December
24, 2020

5 min read

The opinions expressed by the entrepreneur's contributors are their own.

The American dream! The term was popularized by historian James Truslow Adams in his 1931 book The Epic of America and described "the dream of a land where life should be better and richer and fuller for all". After World War II, the American dream turned to home ownership, a happy family, and summer vacation. Some people even went for a degree. The G.I. Bill helped make the dream possible. This generation, known as baby boomers, expected their children to get better.

Why the American dream is fading

In the past few decades, the concept of the American dream has deteriorated. While upward mobility once seemed achievable for almost everyone, in today's economy people struggle to afford basic needs, let alone save for their future. "Only half of today's 30-year-olds earn more than their parents when they are the same age," said Visual Capitalist. Having a good job with benefits no longer means owning a house and having a family with two children, a car and a dog.

What caused this shift? For starters: stagnant wage growth, unequal income distribution, increases in the cost of living and erosion of benefits. Younger generations are being forced to rethink and accept the American dream that a 9-5 job is not enough. Americans should focus on building passive income that complements and ultimately replaces their current wages. Let's take a look at the factors that prevent upward mobility.

Stunted growth

According to an article by Venture Capitalist, the average hourly rate was $ 22.65 in 2018, compared to $ 20.27 in 1964 after inflation adjustments. This corresponds to an increase of only 11.7% over a period of 54 years, which corresponds to an annual increase of 0.2% compared to inflation.

A 2014 analysis by the Economic Policy Institute found that actually fewer people in the lower and middle class are climbing the economic ladder today. In return, they did less than their parents. As Intelligence Squared reported, "Over the past 30 years, wages in the top 1% have increased 154% while the bottom 90% has only increased 17%." What made this phenomenon happen? Unequal distribution of income, with the top receiving much more than the bottom.

Some of the causes of income stagnation and unequal distribution of income are technology, automation, offshore resources and independent contracting.
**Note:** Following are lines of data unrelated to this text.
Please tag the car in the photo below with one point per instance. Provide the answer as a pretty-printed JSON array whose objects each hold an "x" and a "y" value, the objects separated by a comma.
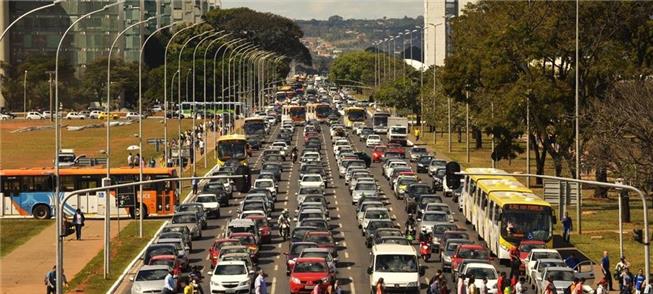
[
  {"x": 210, "y": 203},
  {"x": 307, "y": 271},
  {"x": 231, "y": 277},
  {"x": 33, "y": 115},
  {"x": 449, "y": 249},
  {"x": 372, "y": 140},
  {"x": 312, "y": 181},
  {"x": 149, "y": 279},
  {"x": 480, "y": 271},
  {"x": 417, "y": 152},
  {"x": 214, "y": 251},
  {"x": 191, "y": 220},
  {"x": 75, "y": 115}
]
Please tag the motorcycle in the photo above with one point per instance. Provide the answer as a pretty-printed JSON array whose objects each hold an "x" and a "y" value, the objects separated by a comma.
[{"x": 425, "y": 250}]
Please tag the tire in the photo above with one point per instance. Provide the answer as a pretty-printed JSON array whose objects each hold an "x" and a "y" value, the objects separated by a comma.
[{"x": 41, "y": 211}]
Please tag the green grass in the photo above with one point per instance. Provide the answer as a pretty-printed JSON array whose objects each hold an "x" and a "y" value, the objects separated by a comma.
[
  {"x": 15, "y": 232},
  {"x": 124, "y": 248},
  {"x": 36, "y": 148}
]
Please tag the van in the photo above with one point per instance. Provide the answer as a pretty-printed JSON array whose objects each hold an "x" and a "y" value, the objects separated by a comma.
[{"x": 398, "y": 265}]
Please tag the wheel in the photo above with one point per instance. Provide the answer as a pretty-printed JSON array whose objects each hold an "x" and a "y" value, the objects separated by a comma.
[{"x": 41, "y": 211}]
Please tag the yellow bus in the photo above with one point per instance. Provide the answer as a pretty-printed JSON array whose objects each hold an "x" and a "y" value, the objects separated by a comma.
[
  {"x": 354, "y": 114},
  {"x": 232, "y": 146},
  {"x": 504, "y": 212}
]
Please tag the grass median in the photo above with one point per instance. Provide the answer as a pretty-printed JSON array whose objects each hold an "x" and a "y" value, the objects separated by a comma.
[
  {"x": 124, "y": 248},
  {"x": 15, "y": 232}
]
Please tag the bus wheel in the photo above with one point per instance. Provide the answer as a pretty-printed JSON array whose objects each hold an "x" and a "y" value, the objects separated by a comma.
[{"x": 41, "y": 211}]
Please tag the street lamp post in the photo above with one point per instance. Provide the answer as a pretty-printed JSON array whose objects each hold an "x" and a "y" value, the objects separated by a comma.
[{"x": 59, "y": 217}]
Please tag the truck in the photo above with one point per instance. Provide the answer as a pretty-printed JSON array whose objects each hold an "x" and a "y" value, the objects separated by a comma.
[{"x": 398, "y": 130}]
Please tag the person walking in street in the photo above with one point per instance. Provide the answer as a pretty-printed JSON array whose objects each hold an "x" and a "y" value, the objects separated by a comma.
[
  {"x": 78, "y": 221},
  {"x": 51, "y": 280},
  {"x": 567, "y": 226},
  {"x": 260, "y": 285},
  {"x": 605, "y": 269}
]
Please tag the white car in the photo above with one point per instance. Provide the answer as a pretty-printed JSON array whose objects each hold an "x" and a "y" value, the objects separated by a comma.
[
  {"x": 75, "y": 115},
  {"x": 312, "y": 181},
  {"x": 230, "y": 276},
  {"x": 33, "y": 115},
  {"x": 132, "y": 115},
  {"x": 372, "y": 140},
  {"x": 480, "y": 271},
  {"x": 94, "y": 114}
]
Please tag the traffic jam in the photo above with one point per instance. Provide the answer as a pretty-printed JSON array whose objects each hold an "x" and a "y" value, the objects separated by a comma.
[{"x": 340, "y": 201}]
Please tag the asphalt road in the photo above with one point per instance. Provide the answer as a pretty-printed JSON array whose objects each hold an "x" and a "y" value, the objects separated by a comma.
[{"x": 353, "y": 254}]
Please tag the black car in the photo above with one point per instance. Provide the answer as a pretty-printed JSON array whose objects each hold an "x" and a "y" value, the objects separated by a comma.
[
  {"x": 364, "y": 157},
  {"x": 423, "y": 163},
  {"x": 217, "y": 189}
]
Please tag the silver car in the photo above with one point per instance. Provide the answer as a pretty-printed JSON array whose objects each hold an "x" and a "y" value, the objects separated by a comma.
[{"x": 149, "y": 279}]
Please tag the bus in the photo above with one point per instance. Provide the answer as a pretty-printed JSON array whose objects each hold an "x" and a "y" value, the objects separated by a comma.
[
  {"x": 318, "y": 111},
  {"x": 354, "y": 114},
  {"x": 504, "y": 212},
  {"x": 296, "y": 113},
  {"x": 30, "y": 192},
  {"x": 380, "y": 122},
  {"x": 232, "y": 147}
]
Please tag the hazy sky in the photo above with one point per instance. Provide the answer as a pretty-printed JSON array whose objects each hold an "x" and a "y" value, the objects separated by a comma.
[{"x": 322, "y": 9}]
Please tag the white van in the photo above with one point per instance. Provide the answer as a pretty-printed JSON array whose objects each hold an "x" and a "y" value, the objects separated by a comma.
[{"x": 398, "y": 265}]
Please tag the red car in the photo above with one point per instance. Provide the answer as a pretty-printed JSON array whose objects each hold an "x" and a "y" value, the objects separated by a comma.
[
  {"x": 469, "y": 251},
  {"x": 323, "y": 239},
  {"x": 169, "y": 260},
  {"x": 306, "y": 273},
  {"x": 248, "y": 240},
  {"x": 264, "y": 228},
  {"x": 377, "y": 153},
  {"x": 214, "y": 251}
]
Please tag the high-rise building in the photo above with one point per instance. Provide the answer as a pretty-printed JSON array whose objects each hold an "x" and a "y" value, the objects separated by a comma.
[
  {"x": 437, "y": 14},
  {"x": 40, "y": 32}
]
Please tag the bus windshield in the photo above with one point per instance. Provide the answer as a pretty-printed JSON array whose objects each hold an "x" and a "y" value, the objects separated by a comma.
[
  {"x": 254, "y": 127},
  {"x": 236, "y": 149},
  {"x": 520, "y": 222},
  {"x": 356, "y": 114}
]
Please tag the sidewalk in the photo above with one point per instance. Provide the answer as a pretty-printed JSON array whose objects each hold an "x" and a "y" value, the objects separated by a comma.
[{"x": 23, "y": 269}]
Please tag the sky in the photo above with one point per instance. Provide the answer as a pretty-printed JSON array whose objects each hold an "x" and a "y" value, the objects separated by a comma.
[{"x": 322, "y": 9}]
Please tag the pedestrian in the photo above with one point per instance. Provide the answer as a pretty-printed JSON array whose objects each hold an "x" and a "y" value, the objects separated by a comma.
[
  {"x": 379, "y": 287},
  {"x": 566, "y": 227},
  {"x": 605, "y": 269},
  {"x": 260, "y": 285},
  {"x": 78, "y": 221},
  {"x": 169, "y": 283},
  {"x": 639, "y": 282},
  {"x": 50, "y": 280},
  {"x": 195, "y": 184}
]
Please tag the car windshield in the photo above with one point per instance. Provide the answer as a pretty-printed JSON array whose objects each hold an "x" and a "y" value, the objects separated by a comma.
[
  {"x": 184, "y": 218},
  {"x": 472, "y": 254},
  {"x": 481, "y": 272},
  {"x": 310, "y": 267},
  {"x": 561, "y": 275},
  {"x": 151, "y": 275},
  {"x": 396, "y": 263},
  {"x": 207, "y": 199},
  {"x": 377, "y": 214},
  {"x": 434, "y": 217},
  {"x": 230, "y": 270},
  {"x": 319, "y": 239}
]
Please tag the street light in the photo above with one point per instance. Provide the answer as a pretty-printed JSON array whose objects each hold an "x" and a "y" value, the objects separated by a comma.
[
  {"x": 165, "y": 88},
  {"x": 57, "y": 146}
]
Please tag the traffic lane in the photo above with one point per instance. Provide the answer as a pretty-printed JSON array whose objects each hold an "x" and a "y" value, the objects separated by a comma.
[
  {"x": 354, "y": 255},
  {"x": 399, "y": 209}
]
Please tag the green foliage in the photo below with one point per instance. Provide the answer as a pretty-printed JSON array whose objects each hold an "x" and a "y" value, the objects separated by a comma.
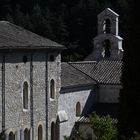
[
  {"x": 129, "y": 114},
  {"x": 104, "y": 127},
  {"x": 136, "y": 136},
  {"x": 2, "y": 135}
]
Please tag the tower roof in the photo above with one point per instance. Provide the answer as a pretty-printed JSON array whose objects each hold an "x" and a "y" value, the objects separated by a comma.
[
  {"x": 108, "y": 11},
  {"x": 16, "y": 37}
]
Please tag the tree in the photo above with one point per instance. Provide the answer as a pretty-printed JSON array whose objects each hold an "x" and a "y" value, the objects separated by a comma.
[
  {"x": 2, "y": 135},
  {"x": 104, "y": 127},
  {"x": 129, "y": 113}
]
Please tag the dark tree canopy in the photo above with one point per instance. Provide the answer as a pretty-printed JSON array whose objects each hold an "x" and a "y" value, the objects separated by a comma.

More and more companies are pushing governments and workers into a gig economy by allowing them to hire contractors and avoiding worker protection. The recent adoption of California Proposition 22 opens the door to other companies using independent contractors rather than hiring employees.

Related: Is The Gig Economy Killing The 9-to-5 Job?

Stagnation in wages would not be a critical issue if prices had increased with the rate of inflation, but that was not the case. According to a 2018 survey by the Kaiser Family Foundation, health premiums rose 3% each year above inflation for a 10-year period. This does not take into account the independent contractors, who would often have to pay out of pocket at a much higher premium than when working as an employee.

Related: New Study: Healthcare is the number one concern of freelancers

The average annual cost of tuition, room and board at a four-year facility increased from $ 16,590 in 1995 (in 2017) to $ 27,357 in 2017 – a 2.3% annual increase against inflation. Median property prices have increased from $ 200,000 to $ 300,000 over the same period. This corresponds to an increase of 1.8% compared to inflation. We see similar price developments for children's cars, gasoline and cars – all of which have increased dramatically since 1990, while wages have remained practically the same.

Create a new dream

However, all hope is not lost. While previous generations might be complacent about their future, today's millennials and younger generations need to take a more proactive approach to securing their dreams. As mentioned above, this requires a change in mindset. Instead of just focusing on maintaining a 9 out of 5 job and saving up for retirement, it would be wise to build a passive income. Passive income can help you not only to preserve your wealth, but also to grow it and save it for your future.

There are many ways to earn passive income. My personal expertise lies in turnkey rental. Owning a turnkey single family rental is a great and quick way to generate passive income while at work or when you retire. When investing in a turnkey property, you are buying a rental home or apartment that has already been repaired and rented by a property management company. You buy it, managers run it, and you collect the profits.

Related: 10 Strategies for Earning Passive Income

The American dream is still alive. It just requires a change of mindset and a more proactive approach. While previous generations may be more complacent about their futures, action today must be taken or your standard of living could easily slide towards poverty. Acquiring passive income is the surest way to ensure your future success.